A discussion of foreign workers usually focuses on their legal status and treatment in the workplace. Controversies over the legal status of foreign workers continue even as the government has tried to quell such controversies because mistreatment of foreign workers is rampant in the workplace. Illegal workers and those who have overstayed their visas are forced to live a semi-underground life to evade the watchful eyes of immigration officials. Appalled by the treatment of foreign workers, Korean nongovernmental organizations and religious groups are increasingly speaking out on their behalf.
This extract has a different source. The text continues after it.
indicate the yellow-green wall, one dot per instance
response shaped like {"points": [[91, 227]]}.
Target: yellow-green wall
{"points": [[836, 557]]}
Between the headlines of abuse and discrimination lies a different and optimistic story. The story begins in Ansan, where Koreans and foreign workers are creating a new multicultural community. A short walk from Ansan station near the end of subway line No.4 leads to “International Street” in the heart of what was once a declining shopping district. Here, Koreans live and work with foreigners from all across Asia. The most prominent groups are ethnic Koreans from China, Bangladeshis and Indonesians. Shops post signs in several languages and noraebang, or song rooms, offer a wide range of songs. The shopkeepers, mostly Korean, clearly welcome the business. Indeed, in 2001, Korean merchants in the area joined foreign workers in protesting a crackdown on illegal foreign workers. The story of Ansan is a story of Koreans and foreign workers depending on each other and creating a new multicultural community in the process.
The situation in Ansan may be unique because in the area around the station, foreigners make up about 60 percent of the population. A closer look at other emerging foreign communities in Seoul and Gyeonggi province, however, shows that similar multicultural communities are emerging even where foreigners are in the minority. Since the 1990s, Garibong-dong in the southwest corner of the city has become the center of life for ethnic Koreans from China who have turned the area into a thriving Korea-Chinatown. In Changshin-dong near Dongdaemun market, Vietnamese and other foreign workers are giving new life to the aging Changshin market. The same is true with parts of Bucheon, where workers from Nepal and Burma are concentrated. In Hyehwa-dong, Filipinos have become more common, creating an instant Little Manila near the Seongdong Cathedral every Sunday. Finally, Itaewon, which has always had a large concentration of foreigners, mostly Americans, is becoming increasingly diverse as South Asians and Africans have been moving into the area.
In each of these areas, foreign workers have moved into older areas that Koreans have left in favor of new areas, such as Bundang and Ilsan. The influx of foreign workers has created new commercial needs that Korean merchants are all too willing to meet. At the same time, the workers do jobs that Koreans no longer want to do. Many of the workers in butcher houses in Seoul, for example, are now Mongolian. As the number of foreign workers increases, they become more integrated into the economy and local communities as Koreans depend on them for labor and business and they depend on Koreans for jobs and protection.
What then is Chuseok in the emerging multicultural pockets of Korea? A holiday to fight about credit card debts? Perhaps, but it is more a celebration of community as Koreans and foreign workers meet in the public spaces of parks, shops, and markets. The story of multicultural communities in Korea has just begun, but will soon reach a turning point in the plot. Will Koreans permit, if not encourage, foreign workers to establish themselves in Korea? Or will they enforce “otherness” by rejecting those who wear out their welcome? The answer to this question, like so many other things related to Korea, most likely depends on when and how reunification takes place.